On the morning of the race the anxiety was peaking. Now this is a child that is sure she is going to fail at every single task she undertakes. It does not matter what level of expertise she has. She is going to mess it up.

“Mom no one thinks we are going to do well. I just hope we are not last.”
“Of course you are going to be last. In fact the race after you will overtake you and you will lose that race also.” She has suffered from a great amount of performance anxiety since treatment and it was intense. My sister the Child Physiatrist told me to just agree with her. So I do.

Mary-Elizabeth scowled and laughed then went to meet with her coach and started out. They rowed to the end of the lake, more than 2000 meters away. After awhile, someone said “Here they come.” Slowly they came up the lake. Sun shining, oars glittering in the water, long smooth strokes, not in first, not in second and defiantly not last. As they neared we began to realize they were going to medal. They were going to be at least third, maybe second. They were not going to last…….. I realized I had held my breath for almost the entire race; I must have cared a bit.

Third it was. Medal and all. She came ashore, put on her medal and had a smile. That “I did it smile”. I had the “I told you so smile” Secretly I was so relieved I had been right.” So grateful that we had arrived at this point in time and health for her. It was a step, a concrete piece of evidence that the Leukemia had not won.
As we drove home from Lake Vancouver and before she dozed off for a long well earned nap she said. “Mom, I never felt like that before. I looked down the course and saw how far it was. I realized what we had to do. I also felt the adrenaline and knew we could do it. I have finally found a good use for my anxiety and adrenaline.”
Crew. It has been a healing journey. At every turn, she was encouraged, pushed, cajoled, harangued, nudged, coaxed and then encouraged some more. Her boat mates treated her like she was normal. Her coaches watched for signs of fatigue.

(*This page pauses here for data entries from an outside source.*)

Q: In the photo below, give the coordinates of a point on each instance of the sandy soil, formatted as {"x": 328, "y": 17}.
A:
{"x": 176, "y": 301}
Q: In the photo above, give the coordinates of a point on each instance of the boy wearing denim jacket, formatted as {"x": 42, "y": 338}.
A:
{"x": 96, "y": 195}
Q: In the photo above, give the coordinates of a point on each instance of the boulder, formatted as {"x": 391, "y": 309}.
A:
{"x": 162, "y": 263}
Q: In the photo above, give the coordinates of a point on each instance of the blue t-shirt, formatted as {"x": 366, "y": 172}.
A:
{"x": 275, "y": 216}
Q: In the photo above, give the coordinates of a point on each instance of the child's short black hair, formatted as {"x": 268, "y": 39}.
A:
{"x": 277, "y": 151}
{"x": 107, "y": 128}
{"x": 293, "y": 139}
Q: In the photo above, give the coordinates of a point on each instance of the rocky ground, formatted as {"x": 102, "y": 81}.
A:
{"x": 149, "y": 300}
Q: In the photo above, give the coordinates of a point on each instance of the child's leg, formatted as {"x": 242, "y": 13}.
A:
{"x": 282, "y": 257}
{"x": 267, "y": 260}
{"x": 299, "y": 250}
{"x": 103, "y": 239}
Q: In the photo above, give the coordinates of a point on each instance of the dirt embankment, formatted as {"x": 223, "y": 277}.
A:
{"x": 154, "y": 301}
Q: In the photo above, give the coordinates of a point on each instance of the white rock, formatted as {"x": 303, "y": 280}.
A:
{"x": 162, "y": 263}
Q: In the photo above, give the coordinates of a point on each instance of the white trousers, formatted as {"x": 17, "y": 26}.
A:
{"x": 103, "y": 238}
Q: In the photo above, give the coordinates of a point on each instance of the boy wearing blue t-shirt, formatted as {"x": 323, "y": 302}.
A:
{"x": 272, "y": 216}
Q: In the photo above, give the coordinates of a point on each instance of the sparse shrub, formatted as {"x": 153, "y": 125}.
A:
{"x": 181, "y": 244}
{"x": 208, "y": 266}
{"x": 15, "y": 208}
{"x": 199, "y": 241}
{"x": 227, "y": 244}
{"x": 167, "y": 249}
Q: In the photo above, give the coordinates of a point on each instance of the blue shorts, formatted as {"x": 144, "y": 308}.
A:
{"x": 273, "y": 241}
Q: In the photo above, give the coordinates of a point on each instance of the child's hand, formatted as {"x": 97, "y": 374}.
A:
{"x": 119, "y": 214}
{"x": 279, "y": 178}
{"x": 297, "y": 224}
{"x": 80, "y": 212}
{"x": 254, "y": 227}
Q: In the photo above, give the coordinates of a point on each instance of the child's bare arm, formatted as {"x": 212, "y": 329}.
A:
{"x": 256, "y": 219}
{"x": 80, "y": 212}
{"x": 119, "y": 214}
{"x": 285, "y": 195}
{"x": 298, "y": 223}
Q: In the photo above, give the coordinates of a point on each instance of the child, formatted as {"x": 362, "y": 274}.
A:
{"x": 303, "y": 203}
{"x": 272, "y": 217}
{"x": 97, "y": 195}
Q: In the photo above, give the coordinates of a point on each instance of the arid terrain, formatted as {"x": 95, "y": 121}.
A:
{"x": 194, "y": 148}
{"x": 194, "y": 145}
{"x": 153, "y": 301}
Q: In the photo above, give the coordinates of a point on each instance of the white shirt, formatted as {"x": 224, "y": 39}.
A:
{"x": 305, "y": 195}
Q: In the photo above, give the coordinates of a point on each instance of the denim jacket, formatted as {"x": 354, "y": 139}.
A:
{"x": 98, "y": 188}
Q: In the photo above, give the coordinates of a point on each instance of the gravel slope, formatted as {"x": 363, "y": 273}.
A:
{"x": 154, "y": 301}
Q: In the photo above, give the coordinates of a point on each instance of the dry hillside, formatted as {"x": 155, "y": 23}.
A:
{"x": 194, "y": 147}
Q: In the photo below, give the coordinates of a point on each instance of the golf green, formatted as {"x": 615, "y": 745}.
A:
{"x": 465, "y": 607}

They all made sure she made positive steps each day, week and month. Have a place to go, a chance to be with a team. A group of peers to work-out with on a daily basis. A time to forget lots of recent limitations. Crew enabled her to know she could be successful. She could gain strength bit by bit. She could be competitive and not have to give in to all the years of treatment.

The power of crew is more than in the stroke.